I keep asking myself why I'm so enraged by this book – enough to write over 3,000 words about it – when I only read 10% of it. Aside from the fact that it was atrociously written and yet has had one of the biggest, most public global press tours I've ever seen for a novel, I think it's that if it were anyone other than Jennette McCurdy, the possibility of publishing this book would never have even been entertained by any publisher. There are so many incredibly talented writers deserving of the time, money and platform to produce their art as what has been afforded to McCurdy and it all feels so grossly unjust that such a painfully average piece of work is all there is to show for it.

I know there will be people who say that the book and its short sentences and blunt language is meant to make you uncomfortable, that that's the point. But I do not accept that these poor grammatical and narrative choices are just part of what it takes to portray an angry, unlikeable character.

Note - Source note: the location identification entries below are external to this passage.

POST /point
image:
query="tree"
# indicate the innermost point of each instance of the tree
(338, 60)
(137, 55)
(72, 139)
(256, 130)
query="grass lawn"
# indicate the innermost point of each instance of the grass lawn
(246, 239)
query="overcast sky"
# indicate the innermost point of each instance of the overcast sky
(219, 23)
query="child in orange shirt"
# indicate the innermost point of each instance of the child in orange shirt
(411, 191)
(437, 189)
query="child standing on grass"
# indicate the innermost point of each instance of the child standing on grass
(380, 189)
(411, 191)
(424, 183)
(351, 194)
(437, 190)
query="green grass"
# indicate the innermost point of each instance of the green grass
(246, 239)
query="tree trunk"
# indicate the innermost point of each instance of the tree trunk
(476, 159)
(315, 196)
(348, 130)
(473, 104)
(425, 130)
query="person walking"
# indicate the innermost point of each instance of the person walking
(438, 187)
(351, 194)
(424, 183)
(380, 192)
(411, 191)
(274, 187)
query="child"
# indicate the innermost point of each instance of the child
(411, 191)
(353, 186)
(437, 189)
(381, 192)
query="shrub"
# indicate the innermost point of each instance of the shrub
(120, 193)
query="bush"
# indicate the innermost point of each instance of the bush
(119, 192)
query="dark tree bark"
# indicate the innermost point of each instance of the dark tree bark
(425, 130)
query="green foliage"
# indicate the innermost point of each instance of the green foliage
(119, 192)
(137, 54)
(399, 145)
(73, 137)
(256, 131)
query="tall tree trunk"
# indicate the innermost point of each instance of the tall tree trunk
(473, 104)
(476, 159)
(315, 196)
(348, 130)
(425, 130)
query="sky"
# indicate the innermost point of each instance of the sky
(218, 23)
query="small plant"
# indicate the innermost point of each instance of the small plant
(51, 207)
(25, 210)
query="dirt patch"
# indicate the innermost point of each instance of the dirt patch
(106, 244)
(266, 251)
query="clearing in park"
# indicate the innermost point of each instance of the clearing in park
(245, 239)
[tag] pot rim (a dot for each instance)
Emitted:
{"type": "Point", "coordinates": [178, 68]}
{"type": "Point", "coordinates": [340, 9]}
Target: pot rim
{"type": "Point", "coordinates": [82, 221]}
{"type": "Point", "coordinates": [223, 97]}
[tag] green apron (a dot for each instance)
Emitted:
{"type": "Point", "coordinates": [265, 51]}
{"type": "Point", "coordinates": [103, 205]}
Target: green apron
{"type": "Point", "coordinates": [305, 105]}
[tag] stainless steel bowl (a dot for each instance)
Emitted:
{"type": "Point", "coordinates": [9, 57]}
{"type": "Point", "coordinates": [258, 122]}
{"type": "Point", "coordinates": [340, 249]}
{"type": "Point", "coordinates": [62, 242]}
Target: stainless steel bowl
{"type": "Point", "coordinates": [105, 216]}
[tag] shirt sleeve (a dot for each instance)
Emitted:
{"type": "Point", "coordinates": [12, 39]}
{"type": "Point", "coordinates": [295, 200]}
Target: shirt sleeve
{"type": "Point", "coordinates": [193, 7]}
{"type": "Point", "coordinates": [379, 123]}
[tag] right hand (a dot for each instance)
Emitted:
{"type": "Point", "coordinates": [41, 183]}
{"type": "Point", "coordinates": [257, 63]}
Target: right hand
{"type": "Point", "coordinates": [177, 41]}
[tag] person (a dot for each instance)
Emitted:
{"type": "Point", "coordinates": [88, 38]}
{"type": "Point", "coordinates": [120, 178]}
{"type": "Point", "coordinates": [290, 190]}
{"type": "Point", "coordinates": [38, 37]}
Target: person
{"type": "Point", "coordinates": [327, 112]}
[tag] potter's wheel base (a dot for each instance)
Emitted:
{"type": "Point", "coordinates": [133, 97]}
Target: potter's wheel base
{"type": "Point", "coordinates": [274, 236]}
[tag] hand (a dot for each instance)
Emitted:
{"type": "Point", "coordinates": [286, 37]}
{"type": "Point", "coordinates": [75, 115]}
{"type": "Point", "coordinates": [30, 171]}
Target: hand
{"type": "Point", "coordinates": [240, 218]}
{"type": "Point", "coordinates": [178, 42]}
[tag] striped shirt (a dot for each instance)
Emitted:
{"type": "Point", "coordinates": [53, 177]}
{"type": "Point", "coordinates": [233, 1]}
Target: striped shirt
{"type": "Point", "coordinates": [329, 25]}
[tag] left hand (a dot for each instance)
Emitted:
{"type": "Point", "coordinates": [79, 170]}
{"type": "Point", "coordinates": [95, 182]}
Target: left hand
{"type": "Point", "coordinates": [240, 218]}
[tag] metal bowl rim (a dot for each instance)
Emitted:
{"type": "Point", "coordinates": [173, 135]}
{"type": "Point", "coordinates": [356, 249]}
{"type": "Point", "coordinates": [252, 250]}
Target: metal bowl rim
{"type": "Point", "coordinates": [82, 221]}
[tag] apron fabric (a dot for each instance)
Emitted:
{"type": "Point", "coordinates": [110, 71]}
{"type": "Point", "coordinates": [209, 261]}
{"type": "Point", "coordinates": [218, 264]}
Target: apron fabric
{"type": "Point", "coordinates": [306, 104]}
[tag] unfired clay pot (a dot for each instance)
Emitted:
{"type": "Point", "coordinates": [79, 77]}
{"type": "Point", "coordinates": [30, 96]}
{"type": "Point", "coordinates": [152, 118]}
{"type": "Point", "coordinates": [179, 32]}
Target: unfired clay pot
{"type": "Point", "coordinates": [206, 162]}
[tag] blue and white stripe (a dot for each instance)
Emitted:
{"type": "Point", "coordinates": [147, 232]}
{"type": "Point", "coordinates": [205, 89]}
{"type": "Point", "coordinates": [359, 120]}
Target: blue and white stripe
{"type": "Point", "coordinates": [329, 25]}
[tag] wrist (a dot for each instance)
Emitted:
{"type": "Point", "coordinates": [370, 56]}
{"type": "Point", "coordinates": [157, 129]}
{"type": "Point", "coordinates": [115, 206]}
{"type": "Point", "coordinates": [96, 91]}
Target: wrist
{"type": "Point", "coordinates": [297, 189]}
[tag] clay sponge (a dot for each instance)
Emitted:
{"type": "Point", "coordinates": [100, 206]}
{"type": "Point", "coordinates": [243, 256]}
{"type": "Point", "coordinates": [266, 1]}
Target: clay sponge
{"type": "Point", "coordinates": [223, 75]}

I have read a lot of uncomfortable shit with deeply disturbing scenes (the grape scene in Lapvona, anyone?) and I know that provoking discomfort and how it challenges you as a reader is not the same as provoking disgust purely for shock factor without some deeper meaning behind it or ultimate payoff. If you are seeking to disturb and upset your reader, there should be a valid reason for it that serves the motivations of the character and the story. Half His Age did not have this. It appears to want to shock purely for the sake of it rather than driving the narrative forward.

Perhaps I shouldn't be surprised that this book was so extraordinarily bad. White cis women with influence/a huge following have been writing and publishing the worst book you'll ever read since the dawn of time (see: Haley Pham and the aforementioned Florence Given). But I really thought Half His Age would be different, given how much I enjoyed McCurdy's memoir.

I am sorry for what Jennette McCurdy went through in her own life with a fucked up, coercive age-gap relationship, but we can still accept that this book is not well written. If she wanted to explore and unpack her own experience she should have written another memoir or an essay collection as non-fiction is clearly her strong suit. Or just gone to therapy. I don't know.